Where to go for additional help
Stuck? The On Your Own section will provide a more extensive list of places where you can look for answers to questions about R and RStudio. For today, we will emphasize two of the most useful ways to find answers.
R documentation
For help with functions, the first place to look is in the R documentation. Use ?<function name>
to read the basic instructions for using a function. Try it with a function we have already used, sqrt()
:
?sqrt # note that you don't include the () after sqrt for help
The documentation gives you a Description of the purpose of the function. Usage tells you the basic information about what arguments the function is expecting, and the Arguments section describes each argument. At the very end, most functions include several Examples demonstrating usage.
Note that if you don’t know the name of a function, you can run a more general search using ??"<search term>"
:
??"square root"
Unfortunately, this is not a very sophisticated search and often returns many unhelpful results without actually finding the obvious function. Usually I just turn to the next solution:
Google is your friend
There is a vibrant and active R programming community out there. If you have a question, chances are someone has already answered it online somewhere. I have been using R extensively for nearly a decade, and have only twice been unable to find solutions to even obscure and complex problems already published on one forum or another. If you can’t find your answer, feel free to sign up at your favorite forum and post a question. You will often get a useful response within a day or two.
Become adept at using online search engines to locate solutions. I usually start with “r <question>”. Getting the phrasing right can be a bit tricky. Let’s give it a try:
Getting R help online
Use an online search engine (e.g. Google) to find a function that let’s you read data from a text file into R.
Solution
The primary function that you are looking for is
read.table()
or possiblyread.delim()
(for “tab delimited text file”, which is just a more specific version ofread.table()

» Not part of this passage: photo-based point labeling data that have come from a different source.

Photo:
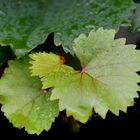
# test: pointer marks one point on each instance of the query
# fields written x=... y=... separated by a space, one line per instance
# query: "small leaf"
x=136 y=22
x=24 y=103
x=107 y=80
x=5 y=54
x=35 y=19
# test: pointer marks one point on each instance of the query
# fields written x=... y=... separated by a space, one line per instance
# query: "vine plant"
x=95 y=71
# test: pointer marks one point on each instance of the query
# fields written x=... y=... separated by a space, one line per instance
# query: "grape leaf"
x=107 y=80
x=136 y=22
x=24 y=103
x=5 y=54
x=25 y=24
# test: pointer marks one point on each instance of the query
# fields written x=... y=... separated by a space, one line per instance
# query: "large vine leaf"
x=107 y=80
x=25 y=24
x=24 y=103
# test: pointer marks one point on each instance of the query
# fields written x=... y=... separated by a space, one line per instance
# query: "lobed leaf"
x=107 y=80
x=24 y=103
x=25 y=24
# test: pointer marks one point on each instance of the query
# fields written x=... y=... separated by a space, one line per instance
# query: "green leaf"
x=24 y=103
x=107 y=80
x=5 y=54
x=136 y=22
x=25 y=24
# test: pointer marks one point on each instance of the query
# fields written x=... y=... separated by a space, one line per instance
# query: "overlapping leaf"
x=136 y=23
x=25 y=24
x=5 y=54
x=107 y=80
x=24 y=104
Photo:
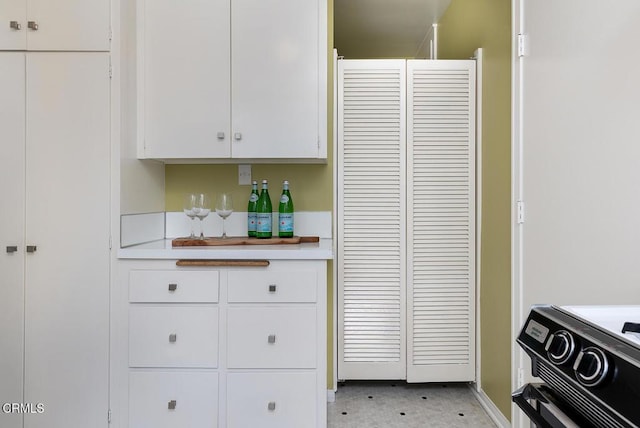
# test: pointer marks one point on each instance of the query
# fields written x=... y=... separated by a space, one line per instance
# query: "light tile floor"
x=373 y=404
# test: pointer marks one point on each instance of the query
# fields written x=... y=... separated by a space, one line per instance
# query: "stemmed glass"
x=224 y=208
x=202 y=210
x=189 y=208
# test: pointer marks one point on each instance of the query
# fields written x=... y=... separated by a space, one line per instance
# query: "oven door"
x=544 y=410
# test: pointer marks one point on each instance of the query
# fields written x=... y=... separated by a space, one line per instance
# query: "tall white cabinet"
x=232 y=80
x=54 y=236
x=63 y=25
x=406 y=216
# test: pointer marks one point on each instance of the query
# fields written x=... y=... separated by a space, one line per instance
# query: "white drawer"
x=272 y=286
x=166 y=286
x=173 y=399
x=271 y=400
x=271 y=337
x=173 y=336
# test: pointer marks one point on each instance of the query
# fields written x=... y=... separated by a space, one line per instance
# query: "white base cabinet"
x=55 y=163
x=221 y=347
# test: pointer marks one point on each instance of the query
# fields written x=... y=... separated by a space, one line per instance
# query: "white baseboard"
x=494 y=413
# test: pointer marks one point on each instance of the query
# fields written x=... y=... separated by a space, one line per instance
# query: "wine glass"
x=189 y=208
x=224 y=208
x=203 y=208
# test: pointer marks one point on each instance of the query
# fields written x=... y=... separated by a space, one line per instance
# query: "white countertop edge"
x=162 y=249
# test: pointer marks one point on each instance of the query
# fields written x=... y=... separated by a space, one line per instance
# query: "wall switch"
x=244 y=174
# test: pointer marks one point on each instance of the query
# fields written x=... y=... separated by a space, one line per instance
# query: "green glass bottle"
x=285 y=212
x=252 y=210
x=263 y=213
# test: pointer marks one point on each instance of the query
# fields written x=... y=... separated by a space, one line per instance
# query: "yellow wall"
x=311 y=185
x=466 y=26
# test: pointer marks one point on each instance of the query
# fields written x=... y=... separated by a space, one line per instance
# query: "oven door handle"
x=522 y=396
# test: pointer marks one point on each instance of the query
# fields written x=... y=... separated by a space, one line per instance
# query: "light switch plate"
x=244 y=174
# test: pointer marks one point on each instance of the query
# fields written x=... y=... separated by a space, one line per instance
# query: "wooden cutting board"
x=241 y=240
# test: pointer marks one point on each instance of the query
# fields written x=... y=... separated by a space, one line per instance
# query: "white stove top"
x=609 y=317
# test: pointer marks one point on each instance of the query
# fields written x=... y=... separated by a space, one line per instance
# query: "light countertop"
x=162 y=249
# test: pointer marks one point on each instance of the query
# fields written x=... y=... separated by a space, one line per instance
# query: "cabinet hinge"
x=520 y=212
x=523 y=45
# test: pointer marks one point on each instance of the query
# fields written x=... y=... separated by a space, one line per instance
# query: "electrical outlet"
x=244 y=174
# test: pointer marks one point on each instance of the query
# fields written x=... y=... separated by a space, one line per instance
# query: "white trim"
x=140 y=110
x=478 y=57
x=517 y=357
x=494 y=413
x=334 y=272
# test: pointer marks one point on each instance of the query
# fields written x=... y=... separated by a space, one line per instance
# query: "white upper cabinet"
x=64 y=25
x=232 y=80
x=184 y=75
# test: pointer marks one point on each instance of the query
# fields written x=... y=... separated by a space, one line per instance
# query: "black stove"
x=588 y=358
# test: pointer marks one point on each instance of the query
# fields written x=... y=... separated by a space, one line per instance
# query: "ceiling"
x=385 y=28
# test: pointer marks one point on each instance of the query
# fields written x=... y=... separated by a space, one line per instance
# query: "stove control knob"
x=560 y=347
x=591 y=366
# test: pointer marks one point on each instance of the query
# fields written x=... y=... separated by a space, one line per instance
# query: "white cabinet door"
x=66 y=25
x=232 y=80
x=12 y=80
x=184 y=69
x=275 y=81
x=67 y=212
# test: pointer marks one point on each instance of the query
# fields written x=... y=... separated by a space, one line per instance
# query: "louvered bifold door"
x=441 y=220
x=371 y=219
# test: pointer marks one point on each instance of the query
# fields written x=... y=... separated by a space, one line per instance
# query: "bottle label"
x=285 y=223
x=251 y=222
x=263 y=224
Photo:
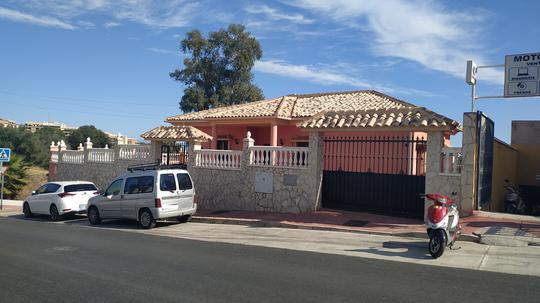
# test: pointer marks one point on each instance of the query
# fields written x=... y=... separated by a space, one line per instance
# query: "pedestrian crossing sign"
x=5 y=154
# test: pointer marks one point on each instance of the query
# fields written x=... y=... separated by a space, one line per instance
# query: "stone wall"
x=295 y=190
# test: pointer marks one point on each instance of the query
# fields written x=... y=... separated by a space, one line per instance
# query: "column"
x=214 y=137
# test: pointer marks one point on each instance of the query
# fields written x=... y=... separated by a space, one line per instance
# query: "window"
x=114 y=188
x=184 y=182
x=223 y=144
x=41 y=189
x=51 y=188
x=139 y=185
x=167 y=182
x=79 y=187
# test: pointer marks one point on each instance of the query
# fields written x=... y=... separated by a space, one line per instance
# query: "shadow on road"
x=82 y=220
x=411 y=250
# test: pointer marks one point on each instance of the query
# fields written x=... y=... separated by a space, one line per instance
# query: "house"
x=286 y=120
x=356 y=150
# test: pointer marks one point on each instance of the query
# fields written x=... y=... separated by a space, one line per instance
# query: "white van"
x=146 y=195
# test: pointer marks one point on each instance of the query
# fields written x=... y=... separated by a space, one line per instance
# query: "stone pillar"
x=315 y=167
x=155 y=151
x=192 y=155
x=88 y=144
x=273 y=134
x=468 y=175
x=214 y=137
x=248 y=142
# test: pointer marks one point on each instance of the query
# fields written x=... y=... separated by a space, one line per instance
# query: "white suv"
x=59 y=198
x=146 y=195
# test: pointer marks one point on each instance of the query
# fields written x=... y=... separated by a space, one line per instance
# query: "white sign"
x=521 y=75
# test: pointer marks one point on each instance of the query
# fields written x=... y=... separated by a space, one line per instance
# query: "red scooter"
x=442 y=222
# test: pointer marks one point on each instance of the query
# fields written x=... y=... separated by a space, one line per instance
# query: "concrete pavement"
x=71 y=262
x=522 y=260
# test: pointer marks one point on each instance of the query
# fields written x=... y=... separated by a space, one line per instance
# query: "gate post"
x=315 y=166
x=468 y=176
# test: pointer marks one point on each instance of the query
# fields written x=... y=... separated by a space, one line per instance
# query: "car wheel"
x=146 y=220
x=26 y=210
x=184 y=219
x=53 y=211
x=93 y=216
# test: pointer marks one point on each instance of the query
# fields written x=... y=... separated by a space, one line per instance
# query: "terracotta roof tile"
x=176 y=133
x=417 y=118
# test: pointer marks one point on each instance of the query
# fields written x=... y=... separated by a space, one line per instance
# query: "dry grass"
x=36 y=177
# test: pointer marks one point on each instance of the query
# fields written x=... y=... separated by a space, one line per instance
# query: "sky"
x=107 y=63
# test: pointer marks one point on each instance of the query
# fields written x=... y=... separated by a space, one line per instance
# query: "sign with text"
x=5 y=154
x=521 y=74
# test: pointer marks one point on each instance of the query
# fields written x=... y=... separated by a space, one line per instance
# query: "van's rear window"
x=79 y=187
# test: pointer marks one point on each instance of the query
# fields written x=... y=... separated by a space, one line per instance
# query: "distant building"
x=8 y=123
x=35 y=126
x=121 y=139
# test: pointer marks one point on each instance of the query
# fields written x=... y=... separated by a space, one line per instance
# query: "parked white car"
x=57 y=199
x=146 y=196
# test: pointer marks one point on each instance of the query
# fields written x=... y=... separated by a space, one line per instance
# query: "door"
x=43 y=198
x=185 y=191
x=138 y=192
x=109 y=203
x=168 y=192
x=380 y=174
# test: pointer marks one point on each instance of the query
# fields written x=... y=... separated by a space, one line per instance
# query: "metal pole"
x=2 y=190
x=473 y=97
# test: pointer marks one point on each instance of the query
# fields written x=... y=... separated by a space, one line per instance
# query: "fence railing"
x=223 y=159
x=451 y=160
x=278 y=156
x=54 y=157
x=134 y=152
x=101 y=155
x=72 y=156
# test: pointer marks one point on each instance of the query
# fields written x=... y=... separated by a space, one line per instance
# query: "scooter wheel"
x=437 y=244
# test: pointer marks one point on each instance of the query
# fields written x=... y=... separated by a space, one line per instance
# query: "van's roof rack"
x=154 y=166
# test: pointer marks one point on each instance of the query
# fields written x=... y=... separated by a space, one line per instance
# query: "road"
x=47 y=262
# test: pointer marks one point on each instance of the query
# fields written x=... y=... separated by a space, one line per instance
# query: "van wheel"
x=26 y=210
x=146 y=220
x=184 y=219
x=93 y=216
x=53 y=211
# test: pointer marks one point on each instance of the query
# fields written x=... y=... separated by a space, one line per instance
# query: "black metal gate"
x=379 y=174
x=484 y=166
x=175 y=153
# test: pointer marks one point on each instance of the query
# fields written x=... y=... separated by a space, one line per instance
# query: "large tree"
x=98 y=137
x=217 y=70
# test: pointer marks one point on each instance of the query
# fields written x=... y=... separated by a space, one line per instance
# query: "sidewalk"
x=488 y=228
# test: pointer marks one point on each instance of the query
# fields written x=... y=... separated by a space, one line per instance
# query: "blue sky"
x=107 y=62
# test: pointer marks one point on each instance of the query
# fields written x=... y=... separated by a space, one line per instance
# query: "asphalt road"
x=47 y=262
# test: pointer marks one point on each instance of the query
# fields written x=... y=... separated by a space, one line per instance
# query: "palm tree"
x=15 y=177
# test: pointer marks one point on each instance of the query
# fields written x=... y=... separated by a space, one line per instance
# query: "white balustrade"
x=279 y=156
x=134 y=152
x=451 y=158
x=73 y=156
x=222 y=159
x=101 y=155
x=54 y=157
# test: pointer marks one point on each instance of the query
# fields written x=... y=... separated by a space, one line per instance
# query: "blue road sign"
x=5 y=154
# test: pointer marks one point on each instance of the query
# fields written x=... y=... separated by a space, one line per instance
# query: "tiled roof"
x=299 y=106
x=353 y=109
x=418 y=118
x=176 y=133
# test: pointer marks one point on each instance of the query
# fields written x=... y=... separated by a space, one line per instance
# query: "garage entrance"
x=378 y=174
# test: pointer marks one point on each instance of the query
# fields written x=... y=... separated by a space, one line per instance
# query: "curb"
x=267 y=223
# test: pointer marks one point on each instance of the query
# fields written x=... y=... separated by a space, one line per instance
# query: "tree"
x=15 y=177
x=98 y=137
x=218 y=70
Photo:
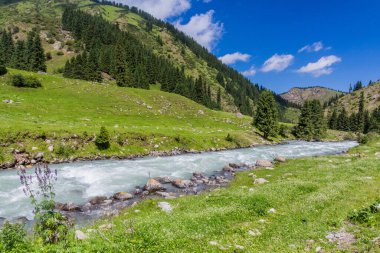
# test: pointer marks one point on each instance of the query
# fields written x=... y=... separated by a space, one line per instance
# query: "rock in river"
x=122 y=196
x=153 y=185
x=97 y=200
x=179 y=183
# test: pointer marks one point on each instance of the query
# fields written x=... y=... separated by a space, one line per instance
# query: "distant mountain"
x=299 y=95
x=351 y=101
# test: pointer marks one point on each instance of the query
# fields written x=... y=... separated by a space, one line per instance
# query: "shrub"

. Some hits point you toreadtext()
, which is a function for reading more complex text files.I used “r read text file” in Google, and received many useful hits Coding forums are one of the best resources, with stackoverflow being my personal favorite. There are also sites like DataCamp that are designed to teach data science and have lots of free material and guides. As you start to ask questions and run searches online, you will get a feel for which sites give you the most consistently useful answers.
Key Points
R is the programming language; RStudio is a user friendly environment for interacting with R.
Using RStudio can make programming in R much more productive.
Consider what working directory you are in when sourcing a script and loading data.
Functions are the basic tool used to manipulate data and other objects in R.
Functions take the form:
output <- function(argument1, argument2, ...)
.Arguments can be passed to functions by matching based on name, by position, or by omitting them (in which case the default value is used).